A man who gave his name and age as Abu Ahmad, 30, said he was arrested in November on charges of carrying out attacks against Americans. He said he and other prisoners had been beaten regularly at Abu Ghraib and had been forced to strip naked and bend over a wall, leading him to believe he would be raped.
"I realized that the reason for this was to break the spirit of the detainees before interrogation," he told an Iraqi employee of The New York Times in Najaf, the Shiite holy city south of Baghdad where the rebel cleric Muqtada al-Sadr is hiding out from the US military.
He maintained that he had
had nothing to do with al-Sadr's militia, the Mehdi Army, until after he was released from prison.
"The Americans are an occupation force, not liberators, and we should fight to force them out of Iraq," he said.
Human rights officials say most of the complaints they have heard centered not on treatment in prisons but on the arrests.
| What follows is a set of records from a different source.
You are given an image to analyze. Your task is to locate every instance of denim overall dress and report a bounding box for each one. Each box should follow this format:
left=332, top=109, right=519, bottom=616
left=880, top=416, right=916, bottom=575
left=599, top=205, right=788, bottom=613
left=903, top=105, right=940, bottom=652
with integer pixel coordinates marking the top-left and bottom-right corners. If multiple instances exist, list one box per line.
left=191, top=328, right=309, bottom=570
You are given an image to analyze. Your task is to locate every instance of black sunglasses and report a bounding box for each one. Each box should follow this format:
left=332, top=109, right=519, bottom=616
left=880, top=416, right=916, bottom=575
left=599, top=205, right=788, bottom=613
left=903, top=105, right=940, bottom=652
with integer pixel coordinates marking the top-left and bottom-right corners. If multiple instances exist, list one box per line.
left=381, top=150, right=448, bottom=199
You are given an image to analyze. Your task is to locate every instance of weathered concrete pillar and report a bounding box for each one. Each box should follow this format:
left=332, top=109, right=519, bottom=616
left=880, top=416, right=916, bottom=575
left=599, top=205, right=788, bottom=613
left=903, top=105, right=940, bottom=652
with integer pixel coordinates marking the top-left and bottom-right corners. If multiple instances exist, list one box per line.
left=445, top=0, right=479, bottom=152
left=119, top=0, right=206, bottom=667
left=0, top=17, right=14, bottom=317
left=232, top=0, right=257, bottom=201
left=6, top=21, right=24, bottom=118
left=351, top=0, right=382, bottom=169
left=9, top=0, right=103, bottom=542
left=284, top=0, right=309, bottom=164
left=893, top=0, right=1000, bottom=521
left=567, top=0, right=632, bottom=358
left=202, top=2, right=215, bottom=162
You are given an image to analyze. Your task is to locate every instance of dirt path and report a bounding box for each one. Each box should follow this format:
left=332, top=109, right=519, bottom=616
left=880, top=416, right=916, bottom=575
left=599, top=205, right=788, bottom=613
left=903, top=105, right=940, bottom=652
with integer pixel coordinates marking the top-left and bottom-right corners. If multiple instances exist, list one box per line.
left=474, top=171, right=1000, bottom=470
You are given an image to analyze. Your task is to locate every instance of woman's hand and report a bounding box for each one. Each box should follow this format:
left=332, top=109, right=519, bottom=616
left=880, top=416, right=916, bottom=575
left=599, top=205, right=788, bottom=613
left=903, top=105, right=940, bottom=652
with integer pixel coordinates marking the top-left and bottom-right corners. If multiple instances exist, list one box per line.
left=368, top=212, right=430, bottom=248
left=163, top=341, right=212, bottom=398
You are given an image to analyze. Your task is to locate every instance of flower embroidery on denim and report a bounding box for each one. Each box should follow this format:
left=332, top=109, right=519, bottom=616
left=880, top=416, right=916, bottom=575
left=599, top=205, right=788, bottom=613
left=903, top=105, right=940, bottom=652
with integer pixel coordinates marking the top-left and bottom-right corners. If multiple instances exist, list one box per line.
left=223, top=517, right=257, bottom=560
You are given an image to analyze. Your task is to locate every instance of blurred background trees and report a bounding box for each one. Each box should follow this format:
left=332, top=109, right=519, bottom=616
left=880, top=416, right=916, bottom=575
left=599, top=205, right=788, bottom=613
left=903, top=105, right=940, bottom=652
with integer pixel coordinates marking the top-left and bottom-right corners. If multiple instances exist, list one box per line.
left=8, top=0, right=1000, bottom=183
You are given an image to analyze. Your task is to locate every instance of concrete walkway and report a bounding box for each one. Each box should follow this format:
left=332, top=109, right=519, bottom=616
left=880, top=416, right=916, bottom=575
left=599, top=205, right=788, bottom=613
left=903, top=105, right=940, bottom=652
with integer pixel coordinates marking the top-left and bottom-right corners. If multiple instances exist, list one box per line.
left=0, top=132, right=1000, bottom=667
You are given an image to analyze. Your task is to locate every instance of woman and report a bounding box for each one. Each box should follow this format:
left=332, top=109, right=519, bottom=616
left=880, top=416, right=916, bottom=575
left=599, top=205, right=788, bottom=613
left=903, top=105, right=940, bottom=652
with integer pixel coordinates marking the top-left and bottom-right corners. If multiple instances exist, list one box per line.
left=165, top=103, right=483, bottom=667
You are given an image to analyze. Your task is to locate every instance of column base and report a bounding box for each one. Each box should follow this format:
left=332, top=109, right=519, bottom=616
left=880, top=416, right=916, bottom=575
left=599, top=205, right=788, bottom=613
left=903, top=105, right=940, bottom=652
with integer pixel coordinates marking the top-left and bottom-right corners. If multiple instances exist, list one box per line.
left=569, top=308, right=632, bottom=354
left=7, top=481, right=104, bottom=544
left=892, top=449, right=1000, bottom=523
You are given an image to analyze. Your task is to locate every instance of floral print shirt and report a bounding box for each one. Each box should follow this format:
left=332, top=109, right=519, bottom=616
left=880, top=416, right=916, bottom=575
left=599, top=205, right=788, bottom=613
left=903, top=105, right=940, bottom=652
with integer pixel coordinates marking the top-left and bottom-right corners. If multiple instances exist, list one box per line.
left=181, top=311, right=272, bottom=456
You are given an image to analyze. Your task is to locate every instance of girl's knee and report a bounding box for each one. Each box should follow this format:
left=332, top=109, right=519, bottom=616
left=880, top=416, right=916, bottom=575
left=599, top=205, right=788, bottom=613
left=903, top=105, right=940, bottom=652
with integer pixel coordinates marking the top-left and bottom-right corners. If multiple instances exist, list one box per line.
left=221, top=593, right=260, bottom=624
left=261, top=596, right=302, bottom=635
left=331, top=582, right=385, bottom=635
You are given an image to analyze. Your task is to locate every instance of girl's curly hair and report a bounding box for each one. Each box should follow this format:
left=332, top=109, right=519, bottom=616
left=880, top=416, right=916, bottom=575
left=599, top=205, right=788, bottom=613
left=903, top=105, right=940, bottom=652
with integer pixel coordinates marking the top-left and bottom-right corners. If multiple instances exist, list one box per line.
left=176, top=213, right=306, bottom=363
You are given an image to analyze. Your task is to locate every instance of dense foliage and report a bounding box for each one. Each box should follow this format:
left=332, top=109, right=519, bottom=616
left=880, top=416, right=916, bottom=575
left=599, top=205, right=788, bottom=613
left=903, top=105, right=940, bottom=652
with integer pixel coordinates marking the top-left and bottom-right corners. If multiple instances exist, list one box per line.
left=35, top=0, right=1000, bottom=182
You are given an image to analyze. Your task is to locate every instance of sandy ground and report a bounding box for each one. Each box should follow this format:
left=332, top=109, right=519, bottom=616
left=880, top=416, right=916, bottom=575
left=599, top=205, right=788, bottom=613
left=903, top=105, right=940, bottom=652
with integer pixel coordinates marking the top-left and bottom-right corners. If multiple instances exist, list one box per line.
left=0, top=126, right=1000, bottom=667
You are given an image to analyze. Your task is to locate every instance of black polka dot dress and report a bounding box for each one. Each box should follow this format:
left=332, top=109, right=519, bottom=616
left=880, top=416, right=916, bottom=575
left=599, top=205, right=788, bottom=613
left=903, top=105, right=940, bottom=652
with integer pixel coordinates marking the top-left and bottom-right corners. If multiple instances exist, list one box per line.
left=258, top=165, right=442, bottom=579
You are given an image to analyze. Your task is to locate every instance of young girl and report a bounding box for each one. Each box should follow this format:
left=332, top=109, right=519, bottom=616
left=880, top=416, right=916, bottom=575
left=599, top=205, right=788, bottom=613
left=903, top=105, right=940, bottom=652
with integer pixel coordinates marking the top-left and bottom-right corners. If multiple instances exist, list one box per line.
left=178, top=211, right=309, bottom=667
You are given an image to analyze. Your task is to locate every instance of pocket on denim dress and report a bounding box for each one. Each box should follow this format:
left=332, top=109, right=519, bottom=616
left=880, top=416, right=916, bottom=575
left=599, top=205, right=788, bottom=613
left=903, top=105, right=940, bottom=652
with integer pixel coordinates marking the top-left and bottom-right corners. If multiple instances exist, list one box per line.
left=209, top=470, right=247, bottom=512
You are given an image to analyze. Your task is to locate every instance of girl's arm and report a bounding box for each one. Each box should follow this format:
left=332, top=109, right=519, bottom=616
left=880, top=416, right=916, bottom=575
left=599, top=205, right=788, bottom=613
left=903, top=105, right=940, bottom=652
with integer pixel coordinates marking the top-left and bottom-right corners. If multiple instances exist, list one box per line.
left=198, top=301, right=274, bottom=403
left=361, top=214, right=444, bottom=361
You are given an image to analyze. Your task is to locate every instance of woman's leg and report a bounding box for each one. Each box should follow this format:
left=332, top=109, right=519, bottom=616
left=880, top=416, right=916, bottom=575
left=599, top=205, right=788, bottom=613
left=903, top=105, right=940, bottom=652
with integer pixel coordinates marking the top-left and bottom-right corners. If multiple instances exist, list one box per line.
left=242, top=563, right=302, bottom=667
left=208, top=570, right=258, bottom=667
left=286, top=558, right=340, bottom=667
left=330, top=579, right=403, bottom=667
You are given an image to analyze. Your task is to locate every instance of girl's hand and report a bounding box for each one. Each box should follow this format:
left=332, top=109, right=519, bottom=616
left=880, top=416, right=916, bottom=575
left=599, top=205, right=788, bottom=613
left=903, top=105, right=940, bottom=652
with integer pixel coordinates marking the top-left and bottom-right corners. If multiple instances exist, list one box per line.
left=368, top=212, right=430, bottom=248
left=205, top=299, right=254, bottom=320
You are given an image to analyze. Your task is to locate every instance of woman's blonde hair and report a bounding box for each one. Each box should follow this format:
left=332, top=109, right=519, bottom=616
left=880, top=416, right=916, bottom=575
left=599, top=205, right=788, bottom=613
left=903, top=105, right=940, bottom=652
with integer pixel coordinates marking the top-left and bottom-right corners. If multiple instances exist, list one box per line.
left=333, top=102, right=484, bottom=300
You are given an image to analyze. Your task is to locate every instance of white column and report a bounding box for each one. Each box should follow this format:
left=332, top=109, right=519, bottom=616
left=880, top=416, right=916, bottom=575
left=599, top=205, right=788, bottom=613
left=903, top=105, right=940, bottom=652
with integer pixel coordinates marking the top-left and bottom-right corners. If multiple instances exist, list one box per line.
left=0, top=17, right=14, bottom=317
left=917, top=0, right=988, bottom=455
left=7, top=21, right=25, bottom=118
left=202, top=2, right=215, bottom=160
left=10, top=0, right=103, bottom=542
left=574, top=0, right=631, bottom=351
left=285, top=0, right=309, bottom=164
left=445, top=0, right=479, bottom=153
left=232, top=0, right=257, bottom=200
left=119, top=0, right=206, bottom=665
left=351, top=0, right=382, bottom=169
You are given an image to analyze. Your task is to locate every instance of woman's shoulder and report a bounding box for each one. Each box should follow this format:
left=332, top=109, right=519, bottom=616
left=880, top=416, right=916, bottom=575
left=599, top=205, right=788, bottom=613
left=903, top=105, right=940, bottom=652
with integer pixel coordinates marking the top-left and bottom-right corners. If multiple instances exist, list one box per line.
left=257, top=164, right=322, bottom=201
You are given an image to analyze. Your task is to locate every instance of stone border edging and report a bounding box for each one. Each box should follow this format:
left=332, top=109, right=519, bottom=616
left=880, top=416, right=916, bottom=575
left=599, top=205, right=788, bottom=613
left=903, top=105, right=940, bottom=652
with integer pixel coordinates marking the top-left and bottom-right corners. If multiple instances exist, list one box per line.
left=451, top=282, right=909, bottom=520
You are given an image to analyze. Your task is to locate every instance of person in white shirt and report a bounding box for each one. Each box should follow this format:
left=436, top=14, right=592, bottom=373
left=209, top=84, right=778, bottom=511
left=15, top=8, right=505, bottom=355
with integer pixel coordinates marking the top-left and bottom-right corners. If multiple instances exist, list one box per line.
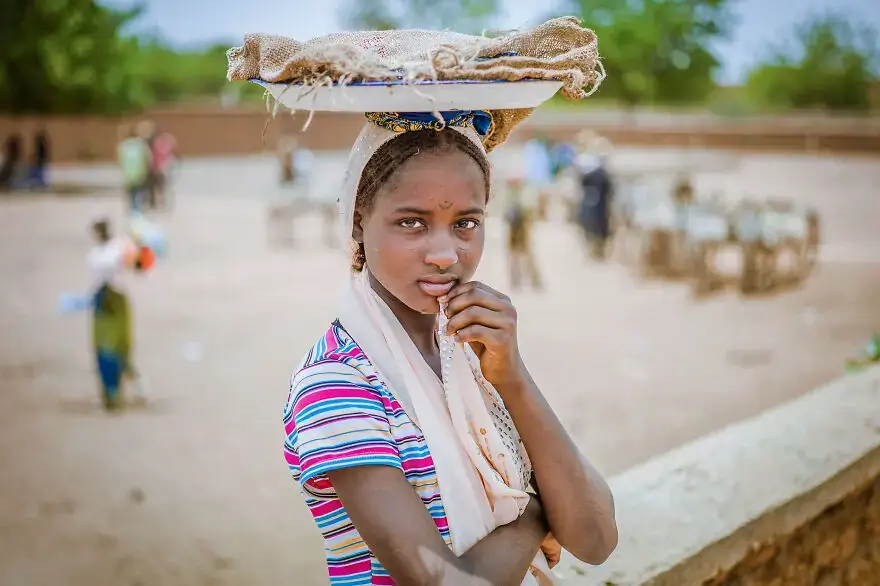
left=88, top=219, right=135, bottom=411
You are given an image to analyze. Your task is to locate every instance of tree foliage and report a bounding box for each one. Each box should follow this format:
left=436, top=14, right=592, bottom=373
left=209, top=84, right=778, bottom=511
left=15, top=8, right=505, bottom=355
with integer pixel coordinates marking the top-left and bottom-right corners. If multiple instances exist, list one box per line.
left=569, top=0, right=734, bottom=105
left=0, top=0, right=144, bottom=113
left=341, top=0, right=499, bottom=34
left=0, top=0, right=262, bottom=114
left=746, top=15, right=878, bottom=110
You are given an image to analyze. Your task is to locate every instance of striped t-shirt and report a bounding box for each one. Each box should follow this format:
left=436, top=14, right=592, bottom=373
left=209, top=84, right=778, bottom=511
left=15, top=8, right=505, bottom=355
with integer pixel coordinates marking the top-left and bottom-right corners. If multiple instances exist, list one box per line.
left=284, top=323, right=451, bottom=586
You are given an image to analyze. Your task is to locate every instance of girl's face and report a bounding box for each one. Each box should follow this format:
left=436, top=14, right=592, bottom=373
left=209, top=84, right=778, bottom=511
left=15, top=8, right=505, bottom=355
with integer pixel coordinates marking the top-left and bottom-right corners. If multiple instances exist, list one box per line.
left=354, top=151, right=488, bottom=314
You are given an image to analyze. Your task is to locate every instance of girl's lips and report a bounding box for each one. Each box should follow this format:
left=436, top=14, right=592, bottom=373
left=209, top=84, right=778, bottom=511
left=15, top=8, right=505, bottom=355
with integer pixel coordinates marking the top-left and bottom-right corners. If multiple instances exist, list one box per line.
left=419, top=281, right=455, bottom=297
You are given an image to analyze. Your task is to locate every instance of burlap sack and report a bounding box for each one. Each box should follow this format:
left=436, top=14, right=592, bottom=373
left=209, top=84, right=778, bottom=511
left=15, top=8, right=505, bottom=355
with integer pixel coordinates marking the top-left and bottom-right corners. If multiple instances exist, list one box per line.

US soldiers, they complain, burst into houses with excessive force, breaking furniture and windows, using
foul language, placing hoods over suspects' heads and, often, beating them.
Mehdi said he was arrested
on the night of Dec. 2, when six
soldiers barged into his house, pointing guns at him, his wife and his children. He said they had handcuffed him, kicked him in the abdomen and placed a black hood on his head. In the garden, he said, the soldiers made him kneel down as they retrieved the rocket-propelled grenade launcher from a clay oven in the yard -- where he said, it had been planted by his landlord, who wanted to evict him.
Then, he said, one of the soldiers -- he said he could not see who because of the hood -- urinated on him.
"I could smell it," he said.
After what he said was a rough interrogation at a small military base, he was taken to a military hospital because of his heart condition and because he was beaten so badly. He said he stayed three days and had been treated every bit as well there as a wounded US officer in the bed next to him.
"I spoke with a nurse, and I told her: `I'm really confused. At the base, they beat me and tortured me. Here they treat me like a human being,'" he said. "She said, `They are animals.'"
Mowafak Sami, 28, a lawyer who has brought a legal claim against the US military, said he was arrested with his father and two brothers in early March, originally, he said, on suspicion of financing anti-US insurgents. During the arrest, he said, one soldier struck him with the barrel of his gun, blackening his eyes and opening a gash on his left brow.
In the prison at Baghdad International Airport, he said, he and other prisoners, including his 56-year-old father, a former general and construction company
owner with several contracts for rebuilding the country's wrecked infrastructure, were forced to
do knee bends until they were
exhausted. He said that at other times they were forced to stand on one leg, with both arms in the air, for an hour at a time.
His father was released after five days, and he was let out four days later, but his two brothers are still in prison, he said.
"We were very happy when the regime fell," he said, referring to the toppling of Saddam last year. "We were optimistic.
"But this savage process -- arresting the innocents, house raiding, attacking houses with bombs -- makes us feel aggressive against the coalition forces," he said.